The Federal Trade Commission has filed a lawsuit to block the sale of shaving startup Harry’s by Edgewell Personal Care, the maker of Schick razors. The regulator said Harry’s had been a “critical disruptive rival” that drove down prices and spurred innovation in the wet shave market.
“The Harry’s and Flamingo brands represent a significant and growing competitive threat to the two firms that have dominated the wet shaving market for decades,” Daniel Francis, deputy director of the FTC’s Bureau of Competition, said in a statement. “Edgewell’s effort to short-circuit competition by buying up its newer rival promises serious harm to consumers.”
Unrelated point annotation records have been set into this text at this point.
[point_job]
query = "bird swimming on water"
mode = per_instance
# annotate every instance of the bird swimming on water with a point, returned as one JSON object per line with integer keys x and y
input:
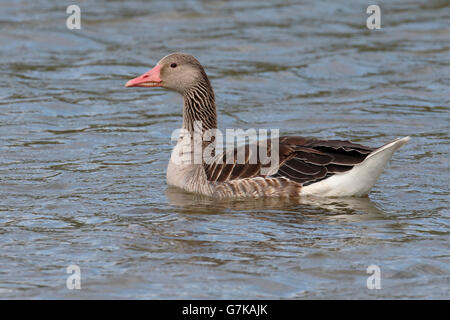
{"x": 304, "y": 166}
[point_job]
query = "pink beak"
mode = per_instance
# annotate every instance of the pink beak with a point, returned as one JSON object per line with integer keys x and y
{"x": 151, "y": 78}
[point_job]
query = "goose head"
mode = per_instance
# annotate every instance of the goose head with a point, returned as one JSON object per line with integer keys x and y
{"x": 179, "y": 72}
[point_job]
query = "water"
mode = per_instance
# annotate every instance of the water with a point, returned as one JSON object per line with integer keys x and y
{"x": 83, "y": 160}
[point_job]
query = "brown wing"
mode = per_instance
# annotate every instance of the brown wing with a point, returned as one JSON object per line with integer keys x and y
{"x": 301, "y": 160}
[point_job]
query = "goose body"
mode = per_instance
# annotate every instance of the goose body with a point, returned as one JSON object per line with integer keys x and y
{"x": 327, "y": 168}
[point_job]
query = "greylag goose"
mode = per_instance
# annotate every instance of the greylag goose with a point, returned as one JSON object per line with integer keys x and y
{"x": 304, "y": 166}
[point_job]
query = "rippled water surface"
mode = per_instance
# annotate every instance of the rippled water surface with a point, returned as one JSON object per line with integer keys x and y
{"x": 83, "y": 160}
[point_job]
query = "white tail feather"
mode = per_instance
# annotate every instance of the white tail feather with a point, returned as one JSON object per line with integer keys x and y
{"x": 359, "y": 180}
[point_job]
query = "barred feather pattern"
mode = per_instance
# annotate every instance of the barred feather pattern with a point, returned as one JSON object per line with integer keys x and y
{"x": 200, "y": 105}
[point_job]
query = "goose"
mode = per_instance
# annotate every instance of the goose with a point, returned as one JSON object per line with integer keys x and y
{"x": 304, "y": 166}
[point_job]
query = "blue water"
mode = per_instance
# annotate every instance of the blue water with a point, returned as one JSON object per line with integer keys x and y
{"x": 83, "y": 160}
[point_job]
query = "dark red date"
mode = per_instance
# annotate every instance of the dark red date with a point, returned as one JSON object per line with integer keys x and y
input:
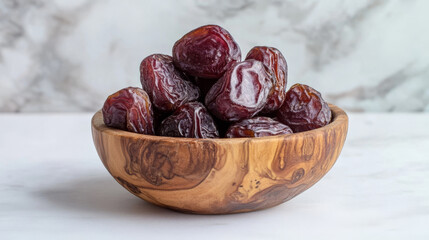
{"x": 191, "y": 120}
{"x": 276, "y": 66}
{"x": 304, "y": 109}
{"x": 167, "y": 87}
{"x": 257, "y": 127}
{"x": 241, "y": 93}
{"x": 206, "y": 52}
{"x": 129, "y": 109}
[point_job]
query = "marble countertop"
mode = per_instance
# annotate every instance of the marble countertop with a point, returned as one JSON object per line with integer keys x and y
{"x": 53, "y": 185}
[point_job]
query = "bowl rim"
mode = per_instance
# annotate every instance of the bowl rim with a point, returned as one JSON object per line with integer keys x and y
{"x": 339, "y": 117}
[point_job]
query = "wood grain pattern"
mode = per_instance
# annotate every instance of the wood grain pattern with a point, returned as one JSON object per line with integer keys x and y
{"x": 217, "y": 176}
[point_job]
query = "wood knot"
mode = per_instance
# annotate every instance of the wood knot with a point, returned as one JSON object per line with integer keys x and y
{"x": 297, "y": 175}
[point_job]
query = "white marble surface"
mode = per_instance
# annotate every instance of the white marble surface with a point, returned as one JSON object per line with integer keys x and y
{"x": 53, "y": 185}
{"x": 368, "y": 55}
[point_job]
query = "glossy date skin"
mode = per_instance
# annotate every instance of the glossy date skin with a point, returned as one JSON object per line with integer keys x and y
{"x": 276, "y": 66}
{"x": 304, "y": 109}
{"x": 129, "y": 109}
{"x": 241, "y": 93}
{"x": 191, "y": 120}
{"x": 257, "y": 127}
{"x": 168, "y": 89}
{"x": 206, "y": 52}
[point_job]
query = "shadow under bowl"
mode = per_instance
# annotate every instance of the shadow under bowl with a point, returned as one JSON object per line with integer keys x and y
{"x": 219, "y": 176}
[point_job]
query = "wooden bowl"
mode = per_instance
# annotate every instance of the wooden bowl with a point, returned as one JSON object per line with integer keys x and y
{"x": 218, "y": 176}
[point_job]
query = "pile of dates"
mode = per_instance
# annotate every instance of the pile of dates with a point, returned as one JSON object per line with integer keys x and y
{"x": 205, "y": 90}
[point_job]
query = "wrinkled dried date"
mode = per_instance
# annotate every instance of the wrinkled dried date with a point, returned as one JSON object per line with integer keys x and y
{"x": 241, "y": 93}
{"x": 257, "y": 127}
{"x": 276, "y": 66}
{"x": 304, "y": 109}
{"x": 206, "y": 52}
{"x": 129, "y": 109}
{"x": 190, "y": 120}
{"x": 167, "y": 87}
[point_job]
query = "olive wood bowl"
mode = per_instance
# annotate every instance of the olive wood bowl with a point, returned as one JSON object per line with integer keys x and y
{"x": 219, "y": 176}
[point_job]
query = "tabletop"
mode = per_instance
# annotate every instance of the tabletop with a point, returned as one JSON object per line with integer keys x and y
{"x": 54, "y": 186}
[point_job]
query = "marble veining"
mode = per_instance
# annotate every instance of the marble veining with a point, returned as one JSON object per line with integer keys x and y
{"x": 69, "y": 55}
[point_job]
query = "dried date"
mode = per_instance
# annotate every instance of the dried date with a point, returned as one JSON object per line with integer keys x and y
{"x": 257, "y": 127}
{"x": 241, "y": 93}
{"x": 191, "y": 120}
{"x": 206, "y": 52}
{"x": 276, "y": 66}
{"x": 129, "y": 109}
{"x": 167, "y": 87}
{"x": 304, "y": 109}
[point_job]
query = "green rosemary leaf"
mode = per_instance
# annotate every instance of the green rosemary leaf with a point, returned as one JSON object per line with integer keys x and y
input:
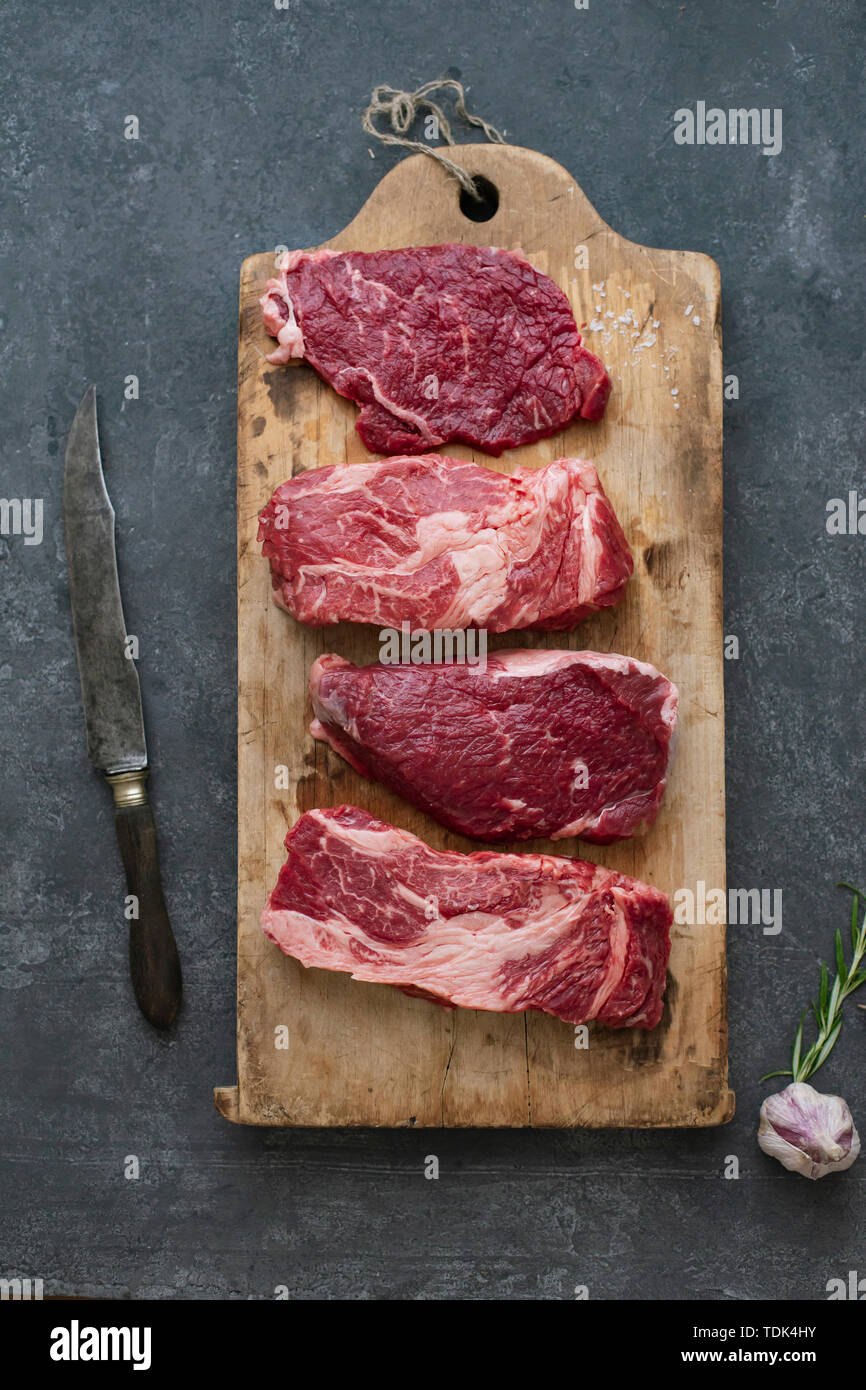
{"x": 798, "y": 1044}
{"x": 827, "y": 1011}
{"x": 827, "y": 1048}
{"x": 840, "y": 957}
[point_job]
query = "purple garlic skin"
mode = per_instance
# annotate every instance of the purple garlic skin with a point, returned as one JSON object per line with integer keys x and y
{"x": 806, "y": 1132}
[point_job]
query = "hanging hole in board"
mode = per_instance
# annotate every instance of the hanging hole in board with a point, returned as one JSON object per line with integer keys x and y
{"x": 480, "y": 210}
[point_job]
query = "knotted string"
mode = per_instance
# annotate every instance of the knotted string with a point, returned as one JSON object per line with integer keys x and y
{"x": 403, "y": 107}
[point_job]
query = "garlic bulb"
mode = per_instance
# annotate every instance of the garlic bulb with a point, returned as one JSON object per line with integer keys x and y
{"x": 806, "y": 1132}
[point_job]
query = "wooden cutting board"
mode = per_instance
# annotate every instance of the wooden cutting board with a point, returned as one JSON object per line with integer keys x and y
{"x": 319, "y": 1048}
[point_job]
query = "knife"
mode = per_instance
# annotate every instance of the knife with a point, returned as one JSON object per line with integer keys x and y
{"x": 113, "y": 712}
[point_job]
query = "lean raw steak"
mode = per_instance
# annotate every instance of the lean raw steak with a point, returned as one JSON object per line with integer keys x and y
{"x": 445, "y": 544}
{"x": 481, "y": 931}
{"x": 537, "y": 744}
{"x": 435, "y": 344}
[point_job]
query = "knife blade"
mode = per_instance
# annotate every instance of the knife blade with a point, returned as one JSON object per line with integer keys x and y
{"x": 113, "y": 712}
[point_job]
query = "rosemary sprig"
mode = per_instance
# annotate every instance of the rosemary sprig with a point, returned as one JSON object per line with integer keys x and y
{"x": 830, "y": 998}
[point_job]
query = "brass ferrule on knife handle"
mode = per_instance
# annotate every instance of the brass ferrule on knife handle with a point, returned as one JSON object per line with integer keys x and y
{"x": 129, "y": 787}
{"x": 153, "y": 954}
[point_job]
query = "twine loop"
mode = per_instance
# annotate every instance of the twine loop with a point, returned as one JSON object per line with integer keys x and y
{"x": 402, "y": 109}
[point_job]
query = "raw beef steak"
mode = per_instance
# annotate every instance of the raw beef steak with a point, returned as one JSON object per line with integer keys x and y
{"x": 481, "y": 931}
{"x": 445, "y": 544}
{"x": 435, "y": 344}
{"x": 538, "y": 744}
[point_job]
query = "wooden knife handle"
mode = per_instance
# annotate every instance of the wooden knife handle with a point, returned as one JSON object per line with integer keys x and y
{"x": 153, "y": 954}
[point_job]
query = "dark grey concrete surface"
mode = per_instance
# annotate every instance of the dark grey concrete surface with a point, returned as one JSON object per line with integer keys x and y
{"x": 121, "y": 257}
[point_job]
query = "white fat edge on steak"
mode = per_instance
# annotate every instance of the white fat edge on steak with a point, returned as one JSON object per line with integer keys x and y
{"x": 428, "y": 961}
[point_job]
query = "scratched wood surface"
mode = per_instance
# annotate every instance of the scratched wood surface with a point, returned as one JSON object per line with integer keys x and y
{"x": 362, "y": 1054}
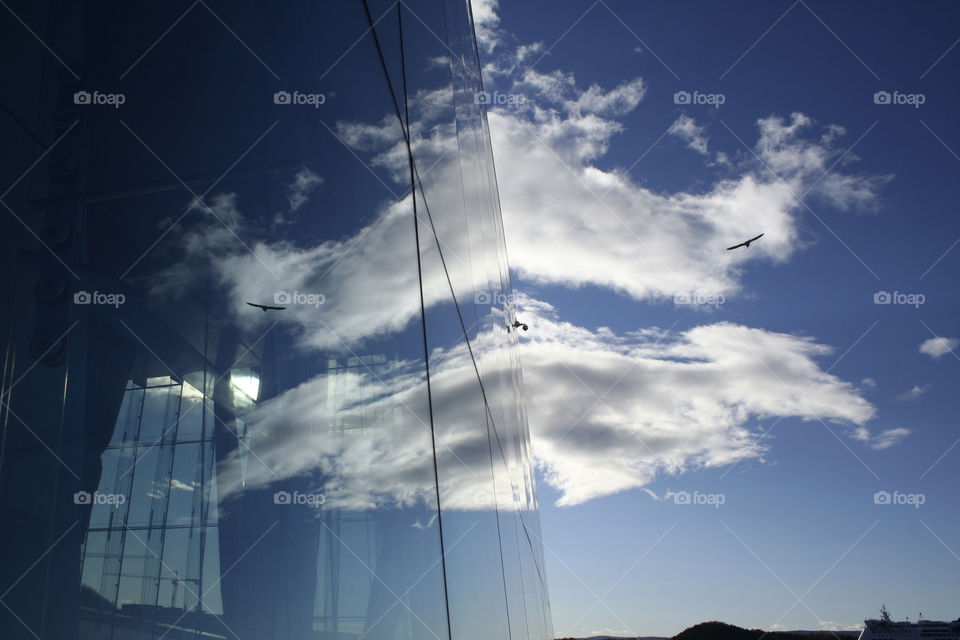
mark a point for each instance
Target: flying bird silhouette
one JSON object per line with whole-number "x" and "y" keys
{"x": 266, "y": 308}
{"x": 745, "y": 243}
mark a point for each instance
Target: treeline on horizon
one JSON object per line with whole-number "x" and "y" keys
{"x": 715, "y": 630}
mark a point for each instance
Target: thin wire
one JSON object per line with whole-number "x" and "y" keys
{"x": 423, "y": 313}
{"x": 463, "y": 328}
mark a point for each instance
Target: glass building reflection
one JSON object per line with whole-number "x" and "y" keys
{"x": 177, "y": 462}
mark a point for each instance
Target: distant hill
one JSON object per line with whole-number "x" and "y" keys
{"x": 722, "y": 631}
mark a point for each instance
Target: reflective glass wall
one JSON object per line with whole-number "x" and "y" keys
{"x": 260, "y": 377}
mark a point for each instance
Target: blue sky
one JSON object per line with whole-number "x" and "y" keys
{"x": 788, "y": 395}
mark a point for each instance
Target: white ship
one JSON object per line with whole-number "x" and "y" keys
{"x": 887, "y": 629}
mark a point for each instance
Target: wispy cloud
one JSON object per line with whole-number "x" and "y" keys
{"x": 939, "y": 346}
{"x": 914, "y": 393}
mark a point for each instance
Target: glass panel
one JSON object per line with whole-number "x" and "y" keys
{"x": 239, "y": 400}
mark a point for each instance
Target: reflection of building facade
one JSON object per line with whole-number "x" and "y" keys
{"x": 175, "y": 463}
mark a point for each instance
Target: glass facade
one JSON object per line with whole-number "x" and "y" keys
{"x": 260, "y": 377}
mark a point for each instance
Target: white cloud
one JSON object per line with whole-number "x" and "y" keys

In May 2019, Edgewell signed an agreement to buy Harry’s for $1.37 billion. Edgewell also owns the European brand Wilkinson Sword, but it remains smaller than its rival, Gillette.
Harry’s controlled 2.6% of the U.S. razor market in 2018, according to Euromonitor.
In a statement, Harry’s said it was disappointed in the Federal Trade Commission’s decision and was evaluating a path forward.
“We believe strongly that the combined company will deliver exceptional brands and products at a great value and are determined to bring those benefits to consumers,” the company said.
The shaving industry has seen consolidation in recent years. Unilever bought Dollar Shave Club in 2016 in a deal reportedly worth $1 billion, and Procter & Gamble bought Walker & Co. in 2018 for an undisclosed sum.
The FTC voted 5-0 to seek a temporary restraining order and preliminary injunction against the deal. The agency said an administrative trial would begin on June 30.
Harry’s was founded in 2013 by Andy Katz-Mayfield and Jeff Raider, who was also a founder of eyeglass-maker Warby Parker. The company began as a direct-to-consumer brand selling razors online, before moving into traditional retail.
Edgewell stock was up more than 6% in midday trading Tuesday after a jump of 8% Monday.